Curvilinear Distance Analysis

Source: R/nonlinear_CRDA.R

Curvilinear Distance Analysis (CRDA) is a variant of Curvilinear Component Analysis in that the input pairwise distance is altered by curvilinear distance on a data manifold. Like in Isomap, it first generates neighborhood graph and finds shortest path on a constructed graph so that the shortest-path length plays as an approximate geodesic distance on nonlinear manifolds.

do.crda(
  X,
  ndim = 2,
  type = c("proportion", 0.1),
  symmetric = "union",
  weight = TRUE,
  lambda = 1,
  alpha = 1,
  maxiter = 1000,
  tolerance = 1e-06
)

Arguments

X

an \((n\times p)\) matrix or data frame whose rows are observations and columns represent independent variables.

ndim

an integer-valued target dimension.

type

a vector of neighborhood graph construction. Following types are supported; c("knn",k), c("enn",radius), and c("proportion",ratio). Default is c("proportion",0.1), connecting about 1/10 of nearest data points among all data points. See also aux.graphnbd for more details.

symmetric

one of "intersect", "union" or "asymmetric" is supported. Default is "union". See also aux.graphnbd for more details.

weight

TRUE to perform CRDA on weighted graph, or FALSE otherwise.

lambda

threshold value.

alpha

initial value for updating.

maxiter

maximum number of iterations allowed.

tolerance

stopping criterion for maximum absolute discrepancy between two distance matrices.

Value

a named list containing

Y

an \((n\times ndim)\) matrix whose rows are embedded observations.

niter

the number of iterations until convergence.

trfinfo

a list containing information for out-of-sample prediction.

References

Lee JA, Lendasse A, Verleysen M (2002). “Curvilinear Distance Analysis versus Isomap.” In ESANN.
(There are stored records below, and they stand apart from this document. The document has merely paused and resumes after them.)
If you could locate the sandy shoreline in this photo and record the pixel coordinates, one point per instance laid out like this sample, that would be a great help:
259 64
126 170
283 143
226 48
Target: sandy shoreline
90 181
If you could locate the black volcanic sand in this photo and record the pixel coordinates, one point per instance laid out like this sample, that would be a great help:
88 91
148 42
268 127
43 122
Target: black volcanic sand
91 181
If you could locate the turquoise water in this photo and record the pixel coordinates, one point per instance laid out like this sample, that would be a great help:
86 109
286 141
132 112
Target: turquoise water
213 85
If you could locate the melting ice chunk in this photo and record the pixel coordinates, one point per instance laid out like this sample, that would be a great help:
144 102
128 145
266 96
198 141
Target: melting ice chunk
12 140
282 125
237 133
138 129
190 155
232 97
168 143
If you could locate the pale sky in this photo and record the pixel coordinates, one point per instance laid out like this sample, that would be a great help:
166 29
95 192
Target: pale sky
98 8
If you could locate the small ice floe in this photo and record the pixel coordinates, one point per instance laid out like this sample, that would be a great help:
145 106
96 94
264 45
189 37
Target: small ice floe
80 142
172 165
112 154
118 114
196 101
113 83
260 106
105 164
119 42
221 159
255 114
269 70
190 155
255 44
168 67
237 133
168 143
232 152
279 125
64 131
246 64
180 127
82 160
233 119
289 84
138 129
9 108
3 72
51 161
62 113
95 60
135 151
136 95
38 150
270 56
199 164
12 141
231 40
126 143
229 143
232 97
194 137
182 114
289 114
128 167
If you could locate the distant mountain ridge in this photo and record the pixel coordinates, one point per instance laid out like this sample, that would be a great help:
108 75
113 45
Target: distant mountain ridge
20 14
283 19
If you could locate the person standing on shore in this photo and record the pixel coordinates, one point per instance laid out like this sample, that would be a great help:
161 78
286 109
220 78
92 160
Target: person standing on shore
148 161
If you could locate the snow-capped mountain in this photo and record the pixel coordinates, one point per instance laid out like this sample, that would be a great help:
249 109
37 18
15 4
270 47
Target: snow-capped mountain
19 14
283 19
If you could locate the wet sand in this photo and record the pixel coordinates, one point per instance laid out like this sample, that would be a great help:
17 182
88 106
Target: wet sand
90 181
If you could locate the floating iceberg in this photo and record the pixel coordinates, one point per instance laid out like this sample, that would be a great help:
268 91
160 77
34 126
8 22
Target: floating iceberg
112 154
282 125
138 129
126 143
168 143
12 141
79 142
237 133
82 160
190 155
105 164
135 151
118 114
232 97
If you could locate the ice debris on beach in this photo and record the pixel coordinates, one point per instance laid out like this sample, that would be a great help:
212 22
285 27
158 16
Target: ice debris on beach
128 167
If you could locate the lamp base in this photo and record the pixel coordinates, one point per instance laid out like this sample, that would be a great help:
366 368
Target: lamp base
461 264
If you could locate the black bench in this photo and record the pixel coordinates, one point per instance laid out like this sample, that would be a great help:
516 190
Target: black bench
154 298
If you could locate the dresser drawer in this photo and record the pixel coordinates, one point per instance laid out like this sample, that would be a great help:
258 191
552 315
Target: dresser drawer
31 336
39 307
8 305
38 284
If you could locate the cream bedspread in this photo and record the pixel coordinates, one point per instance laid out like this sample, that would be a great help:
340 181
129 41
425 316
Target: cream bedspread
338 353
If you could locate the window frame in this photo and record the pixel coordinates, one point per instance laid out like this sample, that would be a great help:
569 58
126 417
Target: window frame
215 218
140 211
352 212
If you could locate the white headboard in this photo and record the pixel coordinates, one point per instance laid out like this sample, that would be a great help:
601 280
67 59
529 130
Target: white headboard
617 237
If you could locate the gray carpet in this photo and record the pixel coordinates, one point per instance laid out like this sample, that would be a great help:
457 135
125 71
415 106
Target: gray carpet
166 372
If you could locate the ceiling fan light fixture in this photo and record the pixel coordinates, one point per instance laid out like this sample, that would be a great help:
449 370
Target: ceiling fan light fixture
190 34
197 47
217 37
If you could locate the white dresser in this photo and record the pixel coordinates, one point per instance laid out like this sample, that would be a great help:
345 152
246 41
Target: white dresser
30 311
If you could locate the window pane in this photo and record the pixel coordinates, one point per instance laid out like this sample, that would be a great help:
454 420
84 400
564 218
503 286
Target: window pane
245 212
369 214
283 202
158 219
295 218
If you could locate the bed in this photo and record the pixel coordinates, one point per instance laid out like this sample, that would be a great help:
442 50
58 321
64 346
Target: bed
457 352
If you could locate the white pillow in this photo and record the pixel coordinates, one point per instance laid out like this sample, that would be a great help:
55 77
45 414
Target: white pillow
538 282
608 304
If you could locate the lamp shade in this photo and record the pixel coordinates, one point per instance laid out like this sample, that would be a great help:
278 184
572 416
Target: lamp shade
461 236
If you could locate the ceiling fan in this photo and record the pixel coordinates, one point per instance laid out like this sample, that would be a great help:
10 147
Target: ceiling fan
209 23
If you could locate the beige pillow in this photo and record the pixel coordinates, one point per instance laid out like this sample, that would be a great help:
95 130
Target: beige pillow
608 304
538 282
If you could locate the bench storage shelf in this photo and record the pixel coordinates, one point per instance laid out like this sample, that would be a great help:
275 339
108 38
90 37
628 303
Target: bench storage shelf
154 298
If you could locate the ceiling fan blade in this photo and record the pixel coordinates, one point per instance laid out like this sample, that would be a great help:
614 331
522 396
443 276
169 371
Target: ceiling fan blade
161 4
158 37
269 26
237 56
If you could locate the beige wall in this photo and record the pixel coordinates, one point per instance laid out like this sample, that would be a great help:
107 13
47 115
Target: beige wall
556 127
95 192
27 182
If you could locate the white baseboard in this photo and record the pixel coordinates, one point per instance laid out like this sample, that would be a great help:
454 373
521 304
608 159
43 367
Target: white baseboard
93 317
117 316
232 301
Lee JA, Lendasse A, Verleysen M (2004). “Nonlinear Projection with Curvilinear Distances: Isomap versus Curvilinear Distance Analysis.” Neurocomputing, 57, 49--76.

See also

do.isomap, do.crca

Author

Kisung You

Examples

## load iris data
data(iris)
set.seed(100)
subid = sample(1:150,50)
X     = as.matrix(iris[subid,1:4])
label = as.factor(iris[subid,5])

## different settings of connectivity
out1 <- do.crda(X, type=c("proportion",0.10))
out2 <- do.crda(X, type=c("proportion",0.25))
out3 <- do.crda(X, type=c("proportion",0.50))

## visualize
opar <- par(no.readonly=TRUE)
par(mfrow=c(1,3))
plot(out1$Y, col=label, pch=19, main="10% connected")
plot(out2$Y, col=label, pch=19, main="25% connected")
plot(out3$Y, col=label, pch=19, main="50% connected")

par(opar)